Unraveling the Structure-Valence-Property Relationships in AMM′Q₃ Chalcogenides with Promising Thermoelectric Performance

Properties of solids are strongly influenced by their crystal structures. Learning from the structure-property relationships of existing high-performance thermoelectrics (TEs), here we identify a family of quaternary chalcogenides AMM′Q₃ (A= alkali, alkaline earth, post-transition metals, M/M′ = transition metals, rare earth, actinide elements, Q = chalcogens), which are expected to exhibit promising TE performance. They possess A^m+ cations, which are weakly bonded to the lattice and are sandwiched between the strongly bonded [MM′Q₃]^m- layers. Using first-principles density functional theory (DFT) calculations and taking two representative compounds (TlCuZrSe₃ and BaCuYTe₃) from a large family of known semiconductors, we show how localized phonon modes arising from the rattling-like A^m+ cations induce low lattice thermal conductivity, whereas the delocalized charge density within the [MM′Q₃]^m- layers leads to an enhanced thermoelectric power factor.
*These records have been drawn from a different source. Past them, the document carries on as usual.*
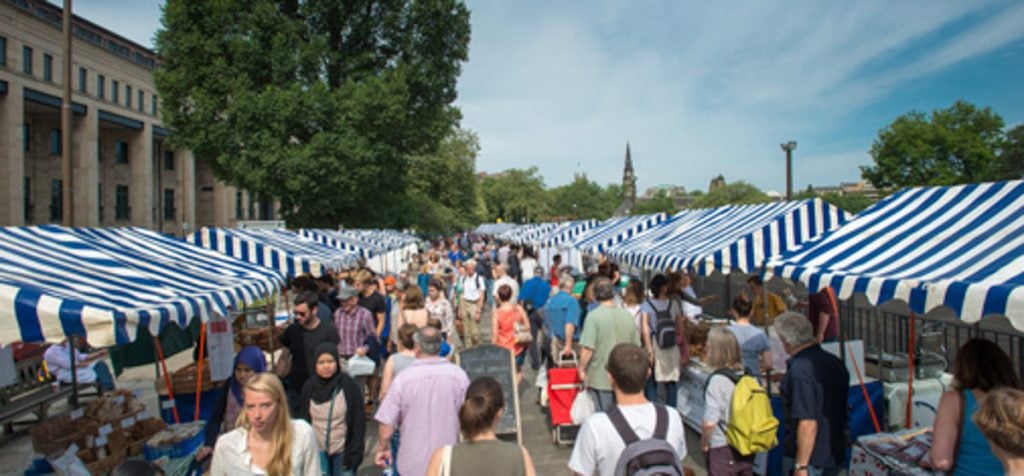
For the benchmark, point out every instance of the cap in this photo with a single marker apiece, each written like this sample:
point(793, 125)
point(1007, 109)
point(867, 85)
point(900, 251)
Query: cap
point(345, 294)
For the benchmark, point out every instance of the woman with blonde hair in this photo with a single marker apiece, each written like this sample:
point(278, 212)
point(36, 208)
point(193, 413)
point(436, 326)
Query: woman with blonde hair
point(1000, 419)
point(722, 353)
point(266, 440)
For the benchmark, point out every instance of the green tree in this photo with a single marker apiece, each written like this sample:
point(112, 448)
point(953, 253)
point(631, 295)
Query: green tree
point(657, 204)
point(318, 103)
point(733, 193)
point(442, 191)
point(949, 146)
point(583, 199)
point(515, 196)
point(1011, 165)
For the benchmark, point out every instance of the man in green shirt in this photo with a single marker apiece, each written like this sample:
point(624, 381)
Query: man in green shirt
point(606, 327)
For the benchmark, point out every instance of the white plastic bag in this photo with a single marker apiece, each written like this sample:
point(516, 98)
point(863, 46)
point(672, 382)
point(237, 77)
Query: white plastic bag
point(583, 406)
point(359, 365)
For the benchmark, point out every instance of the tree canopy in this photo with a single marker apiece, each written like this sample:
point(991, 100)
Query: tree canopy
point(957, 144)
point(322, 103)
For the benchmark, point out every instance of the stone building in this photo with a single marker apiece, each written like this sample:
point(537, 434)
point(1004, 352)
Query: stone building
point(124, 174)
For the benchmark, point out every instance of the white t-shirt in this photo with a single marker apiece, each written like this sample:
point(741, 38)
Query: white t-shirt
point(598, 444)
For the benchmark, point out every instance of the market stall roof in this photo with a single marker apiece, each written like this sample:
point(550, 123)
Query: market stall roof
point(494, 228)
point(961, 247)
point(285, 251)
point(343, 241)
point(103, 284)
point(733, 238)
point(615, 230)
point(564, 232)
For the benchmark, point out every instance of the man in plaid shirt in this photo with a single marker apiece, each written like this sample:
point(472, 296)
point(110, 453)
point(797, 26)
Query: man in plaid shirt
point(354, 325)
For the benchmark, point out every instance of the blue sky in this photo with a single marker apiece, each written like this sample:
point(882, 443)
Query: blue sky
point(707, 88)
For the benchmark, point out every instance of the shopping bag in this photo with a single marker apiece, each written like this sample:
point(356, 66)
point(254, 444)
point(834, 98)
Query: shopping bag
point(359, 365)
point(583, 406)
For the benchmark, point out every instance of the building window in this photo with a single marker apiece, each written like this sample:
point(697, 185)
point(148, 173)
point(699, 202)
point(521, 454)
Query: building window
point(169, 210)
point(121, 209)
point(54, 141)
point(168, 160)
point(47, 68)
point(56, 200)
point(121, 152)
point(27, 60)
point(27, 189)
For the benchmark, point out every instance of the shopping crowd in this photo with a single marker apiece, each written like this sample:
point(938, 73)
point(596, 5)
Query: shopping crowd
point(364, 346)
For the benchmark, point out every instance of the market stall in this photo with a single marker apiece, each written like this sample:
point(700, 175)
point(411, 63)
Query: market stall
point(960, 247)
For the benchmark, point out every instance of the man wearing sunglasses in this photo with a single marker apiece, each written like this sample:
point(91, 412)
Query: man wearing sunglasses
point(299, 342)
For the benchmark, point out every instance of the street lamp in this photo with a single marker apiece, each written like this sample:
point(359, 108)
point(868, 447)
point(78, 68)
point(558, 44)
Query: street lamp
point(788, 147)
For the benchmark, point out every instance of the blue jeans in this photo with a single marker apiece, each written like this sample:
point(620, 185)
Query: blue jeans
point(788, 464)
point(338, 466)
point(103, 377)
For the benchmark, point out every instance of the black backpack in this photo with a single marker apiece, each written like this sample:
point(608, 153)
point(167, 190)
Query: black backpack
point(665, 327)
point(648, 457)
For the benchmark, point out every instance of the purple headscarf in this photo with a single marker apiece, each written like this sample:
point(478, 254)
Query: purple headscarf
point(253, 357)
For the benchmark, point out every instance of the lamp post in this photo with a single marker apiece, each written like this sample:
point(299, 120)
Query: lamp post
point(788, 147)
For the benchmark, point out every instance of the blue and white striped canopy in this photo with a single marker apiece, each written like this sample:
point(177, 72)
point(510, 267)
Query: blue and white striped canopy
point(564, 232)
point(103, 284)
point(961, 247)
point(285, 251)
point(733, 238)
point(615, 230)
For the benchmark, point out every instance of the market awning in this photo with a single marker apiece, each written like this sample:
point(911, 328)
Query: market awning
point(564, 232)
point(615, 230)
point(103, 284)
point(961, 247)
point(285, 251)
point(733, 238)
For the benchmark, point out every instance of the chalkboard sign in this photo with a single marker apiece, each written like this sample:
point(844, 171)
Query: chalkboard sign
point(497, 362)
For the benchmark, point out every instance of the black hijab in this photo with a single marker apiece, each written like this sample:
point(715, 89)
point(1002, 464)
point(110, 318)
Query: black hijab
point(322, 388)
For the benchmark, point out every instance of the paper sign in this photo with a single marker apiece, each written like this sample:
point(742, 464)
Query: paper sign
point(220, 344)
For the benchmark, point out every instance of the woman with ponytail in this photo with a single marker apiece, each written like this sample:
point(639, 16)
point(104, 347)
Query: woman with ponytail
point(481, 450)
point(266, 440)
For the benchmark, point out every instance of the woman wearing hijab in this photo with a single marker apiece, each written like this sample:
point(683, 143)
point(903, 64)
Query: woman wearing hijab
point(327, 398)
point(248, 362)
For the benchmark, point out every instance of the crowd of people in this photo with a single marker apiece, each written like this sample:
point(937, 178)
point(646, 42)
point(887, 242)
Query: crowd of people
point(309, 414)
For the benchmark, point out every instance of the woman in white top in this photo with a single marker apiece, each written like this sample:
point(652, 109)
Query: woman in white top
point(722, 354)
point(266, 439)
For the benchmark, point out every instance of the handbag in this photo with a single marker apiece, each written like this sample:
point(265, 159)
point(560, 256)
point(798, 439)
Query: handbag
point(583, 406)
point(325, 458)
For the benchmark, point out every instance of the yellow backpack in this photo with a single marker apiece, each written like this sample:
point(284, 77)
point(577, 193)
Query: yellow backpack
point(753, 428)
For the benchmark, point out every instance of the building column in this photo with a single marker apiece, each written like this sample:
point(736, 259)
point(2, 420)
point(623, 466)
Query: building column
point(186, 199)
point(141, 192)
point(86, 169)
point(12, 157)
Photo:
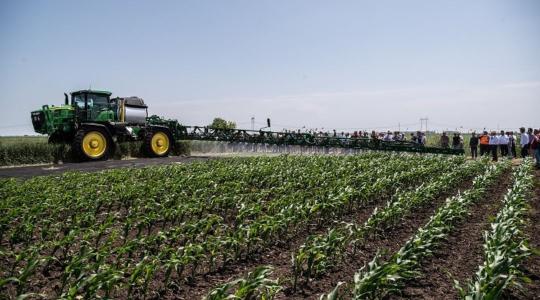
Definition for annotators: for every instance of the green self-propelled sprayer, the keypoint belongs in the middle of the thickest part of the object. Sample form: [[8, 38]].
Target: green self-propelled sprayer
[[93, 122]]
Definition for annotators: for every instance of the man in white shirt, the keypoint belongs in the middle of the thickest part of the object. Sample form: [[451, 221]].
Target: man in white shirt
[[503, 143], [524, 142], [493, 144]]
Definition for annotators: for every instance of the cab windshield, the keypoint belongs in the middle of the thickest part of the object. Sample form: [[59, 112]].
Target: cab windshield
[[93, 100]]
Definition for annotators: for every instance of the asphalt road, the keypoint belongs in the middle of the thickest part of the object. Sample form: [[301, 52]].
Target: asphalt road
[[40, 170]]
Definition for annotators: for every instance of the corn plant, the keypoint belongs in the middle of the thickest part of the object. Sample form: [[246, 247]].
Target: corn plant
[[378, 278], [256, 285], [505, 247], [321, 252]]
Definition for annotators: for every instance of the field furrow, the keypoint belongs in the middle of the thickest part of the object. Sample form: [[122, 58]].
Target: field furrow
[[460, 254]]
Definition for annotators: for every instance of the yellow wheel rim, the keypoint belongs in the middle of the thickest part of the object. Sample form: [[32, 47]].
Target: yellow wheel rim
[[94, 144], [160, 143]]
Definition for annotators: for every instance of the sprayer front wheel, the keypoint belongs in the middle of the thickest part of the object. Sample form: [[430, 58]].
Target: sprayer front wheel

A combination of these two factors give rise to a promising thermoelectric figure of merit (zT), a metric that quantifies the energy conversion efficiency of TEs. In addition to the structural degree of freedom, our work also demonstrates how valence m associated with A^m+ and [MM′Q₃]^m- layers influences the lattice distortion, electronic structure, phonon dispersion, electrical, as well as the lattice thermal transport properties of these compounds. We hope this work will encourage experimental investigations of the structure-valence-property relationships in this largely unexplored class of quaternary semiconductors, which are predicted to be potential thermoelectrics.